La advertencia se centra en Pax Silica, un marco lanzado por Washington en 2023 para reforzar las cadenas de suministro de semiconductores, minerales críticos e infraestructura vinculada a la inteligencia artificial avanzada. Dos docenas de países ya forman parte del proyecto, entre ellos Japón, Australia, Corea del Sur y Kazajistán, este último clave por sus recursos minerales estratégicos. Pero la inquietud en Washington aumentó cuando Kazajistán decidió sumarse también a la iniciativa china de cooperación en IA, un movimiento que para EE. UU. representa una señal de que algunos socios buscan jugar en ambos tableros.
El borrador de carta dirigido a los 35 países que firmaron en junio la Declaración de Oportunidades de la IA con Estados Unidos es explícito: “Formar parte de todo es no formar parte de nada. La firma de la declaración Pax Silica no es solo una suscripción de membresía, sino un compromiso”. El documento sostiene que la adhesión a Pax Silica no puede coexistir con iniciativas competidoras cuyos requisitos entren en conflicto con el marco estadounidense. Aunque el texto no menciona directamente a China, el destinatario implícito es evidente.

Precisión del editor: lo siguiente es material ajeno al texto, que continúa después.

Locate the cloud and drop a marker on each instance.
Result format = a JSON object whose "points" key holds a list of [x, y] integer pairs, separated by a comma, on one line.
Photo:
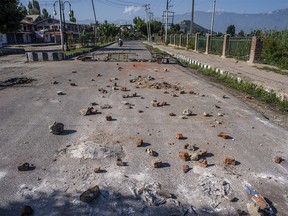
{"points": [[131, 9]]}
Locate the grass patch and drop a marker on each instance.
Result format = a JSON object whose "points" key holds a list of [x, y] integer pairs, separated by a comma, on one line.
{"points": [[275, 70], [248, 88]]}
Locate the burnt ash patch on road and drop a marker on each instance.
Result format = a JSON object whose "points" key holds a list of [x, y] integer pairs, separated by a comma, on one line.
{"points": [[16, 81]]}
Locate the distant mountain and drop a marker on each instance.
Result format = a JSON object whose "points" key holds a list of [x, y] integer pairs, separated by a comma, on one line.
{"points": [[276, 20]]}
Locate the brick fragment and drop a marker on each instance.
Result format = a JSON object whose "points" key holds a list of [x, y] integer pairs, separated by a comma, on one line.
{"points": [[229, 161], [138, 142], [223, 135], [203, 163], [179, 136], [202, 152], [156, 163], [184, 156], [185, 168]]}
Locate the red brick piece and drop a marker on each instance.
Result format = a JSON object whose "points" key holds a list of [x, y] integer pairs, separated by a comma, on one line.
{"points": [[229, 161], [184, 156], [179, 136], [203, 163], [202, 152], [138, 142]]}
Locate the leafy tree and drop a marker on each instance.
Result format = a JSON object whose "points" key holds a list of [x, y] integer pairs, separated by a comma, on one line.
{"points": [[34, 8], [45, 13], [140, 25], [174, 29], [10, 15], [23, 9], [231, 30]]}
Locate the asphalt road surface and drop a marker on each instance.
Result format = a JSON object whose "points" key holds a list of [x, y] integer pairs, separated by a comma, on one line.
{"points": [[65, 163]]}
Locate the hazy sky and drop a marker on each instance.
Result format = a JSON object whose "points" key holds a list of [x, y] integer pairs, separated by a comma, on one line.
{"points": [[127, 9]]}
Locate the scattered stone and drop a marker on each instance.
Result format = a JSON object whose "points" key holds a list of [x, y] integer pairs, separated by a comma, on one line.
{"points": [[90, 195], [156, 163], [185, 168], [108, 118], [151, 152], [202, 152], [187, 112], [229, 161], [139, 142], [119, 162], [194, 156], [26, 167], [223, 135], [97, 169], [179, 136], [26, 211], [184, 156], [88, 111], [56, 128], [60, 93], [203, 163], [123, 88], [106, 106], [278, 159], [182, 92], [206, 114], [103, 91]]}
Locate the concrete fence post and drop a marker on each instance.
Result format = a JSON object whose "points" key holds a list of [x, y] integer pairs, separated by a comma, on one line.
{"points": [[208, 43], [256, 49], [187, 41], [174, 39], [196, 41], [180, 40], [225, 51]]}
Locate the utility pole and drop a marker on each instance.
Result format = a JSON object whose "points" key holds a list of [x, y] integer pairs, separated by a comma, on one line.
{"points": [[212, 21], [95, 28], [192, 18], [166, 22], [147, 8]]}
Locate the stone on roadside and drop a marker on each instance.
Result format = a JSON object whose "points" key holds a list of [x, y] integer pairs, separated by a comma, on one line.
{"points": [[194, 156], [97, 169], [108, 118], [56, 128], [60, 93], [139, 142], [179, 136], [187, 112], [156, 163], [184, 156], [119, 162], [202, 152], [185, 168], [203, 163], [229, 161], [90, 195], [278, 159]]}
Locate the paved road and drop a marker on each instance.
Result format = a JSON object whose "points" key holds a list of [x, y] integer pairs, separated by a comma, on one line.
{"points": [[270, 81], [65, 163]]}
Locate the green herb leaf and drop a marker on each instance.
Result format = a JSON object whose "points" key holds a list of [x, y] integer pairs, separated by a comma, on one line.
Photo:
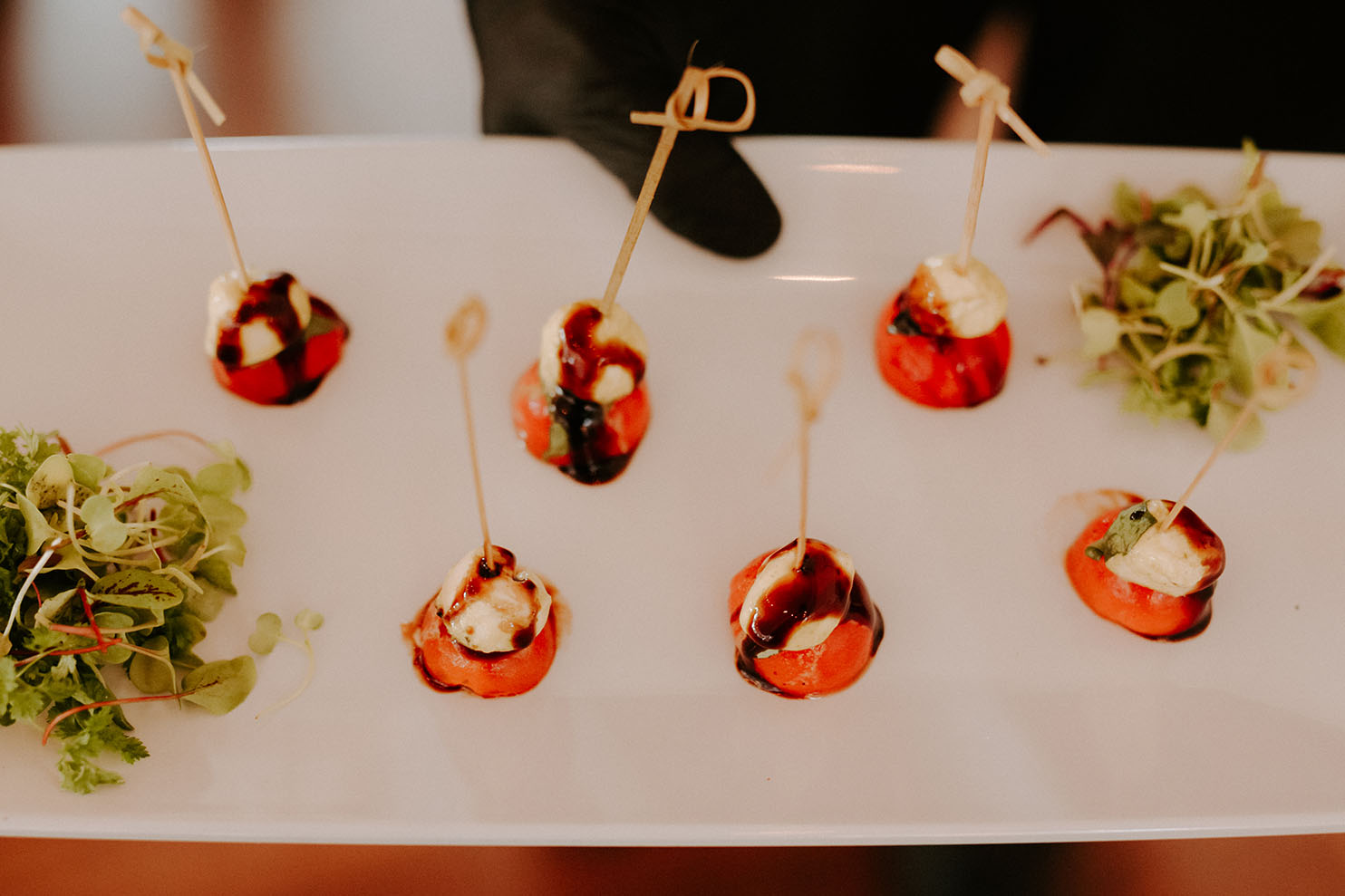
{"points": [[219, 687], [1125, 530], [138, 588], [1192, 294], [264, 638], [106, 533]]}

El movimiento llega en un momento en que Pekín acelera su estrategia global. En julio, bajo la presidencia de Xi Jinping, China lanzó la Organización Mundial de Cooperación en Inteligencia Artificial, un marco alternativo que promueve modelos de código abierto y busca atraer a países interesados en tecnologías de IA sin las restricciones de exportación estadounidenses. Los modelos chinos han avanzado rápidamente y compiten cada vez más con los sistemas propietarios de empresas como OpenAI y Anthropic. Para Washington, la competencia ya no es solo tecnológica: es diplomática.
La estrategia estadounidense va más allá del software. La producción avanzada de semiconductores y el acceso a minerales críticos se han convertido en piezas centrales de la rivalidad geopolítica. Pax Silica aspira a crear un ecosistema de países alineados con EE. UU. en materia de inversiones, cadenas de suministro y controles de exportación, reduciendo la dependencia de rivales estratégicos. La decisión de Kazajistán de participar en ambos marcos ha sido la primera prueba de tolerancia para Washington, que ahora parece dispuesto a endurecer las reglas.

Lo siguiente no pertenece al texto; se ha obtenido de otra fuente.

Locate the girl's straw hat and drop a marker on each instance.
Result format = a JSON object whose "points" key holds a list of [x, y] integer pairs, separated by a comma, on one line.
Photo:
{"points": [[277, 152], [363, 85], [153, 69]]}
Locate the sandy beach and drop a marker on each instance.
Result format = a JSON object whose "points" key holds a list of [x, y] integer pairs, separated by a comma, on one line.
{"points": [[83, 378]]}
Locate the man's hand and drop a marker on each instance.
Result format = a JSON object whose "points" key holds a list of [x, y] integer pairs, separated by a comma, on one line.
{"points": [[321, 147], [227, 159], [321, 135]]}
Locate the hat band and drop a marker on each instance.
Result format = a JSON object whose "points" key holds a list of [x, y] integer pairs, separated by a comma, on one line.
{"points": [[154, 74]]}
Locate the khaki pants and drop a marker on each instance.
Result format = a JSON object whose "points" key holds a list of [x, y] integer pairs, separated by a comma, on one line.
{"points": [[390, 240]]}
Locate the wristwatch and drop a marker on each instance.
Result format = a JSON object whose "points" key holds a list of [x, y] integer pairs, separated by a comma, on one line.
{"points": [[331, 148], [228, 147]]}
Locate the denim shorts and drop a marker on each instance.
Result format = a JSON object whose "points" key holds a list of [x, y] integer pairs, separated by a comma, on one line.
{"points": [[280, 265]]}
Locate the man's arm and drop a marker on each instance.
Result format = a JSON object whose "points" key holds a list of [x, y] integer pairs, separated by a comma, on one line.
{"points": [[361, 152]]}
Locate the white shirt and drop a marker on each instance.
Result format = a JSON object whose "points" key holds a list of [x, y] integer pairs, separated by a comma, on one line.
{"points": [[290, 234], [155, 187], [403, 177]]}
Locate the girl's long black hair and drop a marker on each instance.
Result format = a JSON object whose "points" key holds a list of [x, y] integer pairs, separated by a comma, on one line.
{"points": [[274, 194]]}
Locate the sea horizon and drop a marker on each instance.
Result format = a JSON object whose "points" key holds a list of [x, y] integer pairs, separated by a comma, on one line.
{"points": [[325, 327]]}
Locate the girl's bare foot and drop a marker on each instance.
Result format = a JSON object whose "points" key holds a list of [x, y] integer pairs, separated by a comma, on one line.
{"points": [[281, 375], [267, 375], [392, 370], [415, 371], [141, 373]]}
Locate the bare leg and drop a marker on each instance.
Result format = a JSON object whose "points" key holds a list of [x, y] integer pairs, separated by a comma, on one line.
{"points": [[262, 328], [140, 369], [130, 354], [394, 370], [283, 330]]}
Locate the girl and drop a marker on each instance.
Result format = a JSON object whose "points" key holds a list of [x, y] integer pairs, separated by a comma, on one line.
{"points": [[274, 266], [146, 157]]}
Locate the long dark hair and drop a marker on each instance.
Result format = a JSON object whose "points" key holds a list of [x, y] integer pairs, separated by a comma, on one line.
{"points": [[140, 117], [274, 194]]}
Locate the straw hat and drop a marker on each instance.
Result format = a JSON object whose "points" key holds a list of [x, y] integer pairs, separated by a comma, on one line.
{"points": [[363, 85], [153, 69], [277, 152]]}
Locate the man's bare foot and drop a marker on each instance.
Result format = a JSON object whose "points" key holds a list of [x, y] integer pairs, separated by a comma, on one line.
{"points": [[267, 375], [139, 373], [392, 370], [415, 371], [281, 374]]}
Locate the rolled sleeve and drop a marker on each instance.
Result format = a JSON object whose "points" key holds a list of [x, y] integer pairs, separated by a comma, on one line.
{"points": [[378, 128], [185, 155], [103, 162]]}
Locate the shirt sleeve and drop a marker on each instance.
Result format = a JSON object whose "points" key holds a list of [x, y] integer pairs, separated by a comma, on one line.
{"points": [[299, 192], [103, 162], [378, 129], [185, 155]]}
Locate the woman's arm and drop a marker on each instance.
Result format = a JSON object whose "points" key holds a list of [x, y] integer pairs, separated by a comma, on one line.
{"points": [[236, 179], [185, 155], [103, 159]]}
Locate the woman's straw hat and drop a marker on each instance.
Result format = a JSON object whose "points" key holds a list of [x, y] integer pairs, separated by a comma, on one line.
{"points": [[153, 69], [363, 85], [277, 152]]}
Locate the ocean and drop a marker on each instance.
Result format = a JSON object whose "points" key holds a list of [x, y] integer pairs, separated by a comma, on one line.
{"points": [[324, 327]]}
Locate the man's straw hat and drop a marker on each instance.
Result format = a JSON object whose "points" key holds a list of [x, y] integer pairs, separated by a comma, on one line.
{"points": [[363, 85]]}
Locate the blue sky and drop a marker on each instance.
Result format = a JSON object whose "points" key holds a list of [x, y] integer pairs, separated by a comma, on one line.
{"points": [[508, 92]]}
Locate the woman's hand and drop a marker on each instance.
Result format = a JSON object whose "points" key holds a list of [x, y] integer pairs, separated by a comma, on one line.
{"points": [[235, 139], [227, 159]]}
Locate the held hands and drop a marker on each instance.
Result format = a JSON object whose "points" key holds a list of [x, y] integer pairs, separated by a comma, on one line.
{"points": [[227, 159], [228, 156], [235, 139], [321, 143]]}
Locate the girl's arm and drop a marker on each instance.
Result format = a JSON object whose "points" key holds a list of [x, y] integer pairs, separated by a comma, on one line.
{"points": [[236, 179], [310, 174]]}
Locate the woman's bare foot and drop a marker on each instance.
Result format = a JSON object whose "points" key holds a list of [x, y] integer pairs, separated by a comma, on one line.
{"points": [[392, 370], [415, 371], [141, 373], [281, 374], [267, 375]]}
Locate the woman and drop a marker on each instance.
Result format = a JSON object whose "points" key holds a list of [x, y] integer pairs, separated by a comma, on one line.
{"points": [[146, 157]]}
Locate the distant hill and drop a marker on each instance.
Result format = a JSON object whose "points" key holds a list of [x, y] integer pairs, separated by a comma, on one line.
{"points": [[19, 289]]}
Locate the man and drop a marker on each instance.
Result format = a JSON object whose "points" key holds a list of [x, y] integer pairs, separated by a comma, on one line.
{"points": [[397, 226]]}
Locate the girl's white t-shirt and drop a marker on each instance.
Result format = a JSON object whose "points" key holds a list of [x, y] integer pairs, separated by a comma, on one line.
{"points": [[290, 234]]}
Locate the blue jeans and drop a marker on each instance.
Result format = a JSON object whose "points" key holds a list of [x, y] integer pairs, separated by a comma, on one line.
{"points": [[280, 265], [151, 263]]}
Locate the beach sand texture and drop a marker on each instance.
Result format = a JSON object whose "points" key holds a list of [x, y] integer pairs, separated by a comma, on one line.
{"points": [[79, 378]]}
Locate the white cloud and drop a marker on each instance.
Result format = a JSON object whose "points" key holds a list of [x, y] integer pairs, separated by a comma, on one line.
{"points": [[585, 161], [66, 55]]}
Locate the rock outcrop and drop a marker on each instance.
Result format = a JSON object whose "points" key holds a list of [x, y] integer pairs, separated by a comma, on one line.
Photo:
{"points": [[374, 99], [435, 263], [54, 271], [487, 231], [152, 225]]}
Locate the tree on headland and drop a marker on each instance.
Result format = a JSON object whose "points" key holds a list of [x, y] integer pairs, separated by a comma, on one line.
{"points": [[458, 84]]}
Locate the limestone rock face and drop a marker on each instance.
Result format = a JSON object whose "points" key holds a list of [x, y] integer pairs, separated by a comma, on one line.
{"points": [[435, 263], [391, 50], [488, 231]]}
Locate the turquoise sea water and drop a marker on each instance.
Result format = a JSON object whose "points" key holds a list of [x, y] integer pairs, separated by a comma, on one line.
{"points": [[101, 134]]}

Un funcionario estadounidense citado por Reuters lo resumió con una frase que refleja el tono del ultimátum: los países “no pueden quedarse con el pastel y comérselo”. Para Washington, presentarse como miembro de confianza de su ecosistema tecnológico mientras se participa en iniciativas chinas supone un riesgo que puede socavar la cohesión del bloque occidental. China, por su parte, acusa a EE. UU. de politizar la cooperación tecnológica y advierte que estas medidas “solo servirán para frenar los avances globales en materia de IA”.
Si la propuesta se formaliza, los gobiernos que han intentado equilibrar sus relaciones económicas y tecnológicas con ambas potencias se verán obligados a tomar una decisión estratégica más explícita. La competencia en IA, semiconductores y minerales críticos ya no será un terreno donde la ambigüedad resulte viable. Washington quiere aliados definidos. Y China, con su propio marco de cooperación, también.
El mundo entra así en una fase donde la inteligencia artificial deja de ser un campo de innovación para convertirse en un instrumento de alineamiento geopolítico. La pregunta para muchos países no será qué tecnología adoptar, sino qué futuro político elegir.